One woman wrote Roberta Muldoon that she hoped Roberta would get gang-banged by the Oakland Raiders. The woman thought that the Raiders were the most disgusting team in football; maybe they would show Roberta how much fun it was to be a woman.

A high school tight end from Wyoming wrote Roberta Muldoon that she had made him ashamed to be a tight end anymore and he was changing his position—to linebacker. So far, there were no transsexual linebackers.

A college offensive guard from Michigan wrote Roberta that if she were ever in Ypsilanti, he would like to fuck her with her shoulder pads on.

“This is nothing,” Roberta told Garp. “Your mother gets much worse. Lots more people hate her .”
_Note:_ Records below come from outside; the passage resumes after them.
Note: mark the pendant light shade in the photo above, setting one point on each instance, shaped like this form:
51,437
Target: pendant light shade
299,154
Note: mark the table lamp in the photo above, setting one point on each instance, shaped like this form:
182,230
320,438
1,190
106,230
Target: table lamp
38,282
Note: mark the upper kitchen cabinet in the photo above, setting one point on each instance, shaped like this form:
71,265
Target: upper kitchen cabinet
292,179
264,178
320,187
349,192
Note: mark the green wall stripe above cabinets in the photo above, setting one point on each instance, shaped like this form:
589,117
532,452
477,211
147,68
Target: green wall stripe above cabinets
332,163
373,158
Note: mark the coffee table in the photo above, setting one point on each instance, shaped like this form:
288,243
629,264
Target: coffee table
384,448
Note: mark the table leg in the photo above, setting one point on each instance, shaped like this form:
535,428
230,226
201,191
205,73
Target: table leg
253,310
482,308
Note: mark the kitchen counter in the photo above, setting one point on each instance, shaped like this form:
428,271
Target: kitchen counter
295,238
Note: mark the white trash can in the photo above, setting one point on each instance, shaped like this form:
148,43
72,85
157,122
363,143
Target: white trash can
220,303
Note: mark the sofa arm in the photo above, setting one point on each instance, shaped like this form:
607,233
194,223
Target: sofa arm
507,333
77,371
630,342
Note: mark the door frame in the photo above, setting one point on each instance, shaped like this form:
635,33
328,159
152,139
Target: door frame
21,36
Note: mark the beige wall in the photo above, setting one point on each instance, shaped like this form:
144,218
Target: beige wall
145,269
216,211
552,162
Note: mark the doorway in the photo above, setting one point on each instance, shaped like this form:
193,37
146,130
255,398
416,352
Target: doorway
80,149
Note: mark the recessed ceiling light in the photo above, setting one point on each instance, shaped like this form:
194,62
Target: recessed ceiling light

“Mom,” Garp said. “Why don't you drop out for a while? Take a vacation. Write another book.” He never thought he'd ever hear himself suggesting such a thing to her, but he suddenly saw Jenny as a potential victim, exposing herself, through other victims, to all the hatred and cruelty and violence in the world.

When asked by the press, always, Jenny would say that she was writing another book; only Garp and Helen and John Wolf knew this was a lie. Jenny Fields wasn't writing a word.

“I've done all I want to do about me , already,” Jenny told her son. “Now I'm interested in other people. You just worry about you ,” she said, gravely, as if in her opinion her son's introversion—his imaginative life—was the more dangerous way to live.

Helen actually feared this, too—especially when Garp wasn't writing, and for more than a year after Second Wind of the Cuckold , Garp didn't write. Then he wrote for a year and threw it all away. He wrote letters to his editor, they were the most difficult letters John Wolf ever had to read, much less answer. Some of them were ten and twelve pages long; most of them accused John Wolf of not “pushing” Second Wind of the Cuckold as hard as he could have.

“Everyone hated it,” John Wolf reminded Garp. “How could we have pushed it?”

“You never supported the book,” Garp wrote.

Helen wrote John Wolf that he must be patient with Garp, but John Wolf knew writers pretty well and he was as patient and as kind as he could be.

Eventually, Garp wrote letters to other people. He answered some of his mother's hate mail—those rare cases with return addresses. He wrote long letters trying to talk these people out of their hatred. “You're becoming a social worker,” Helen told him. But Garp even offered to answer some of Roberta Muldoon's hate mail; Roberta had a new lover, however, and her hate mail was rolling off her like water.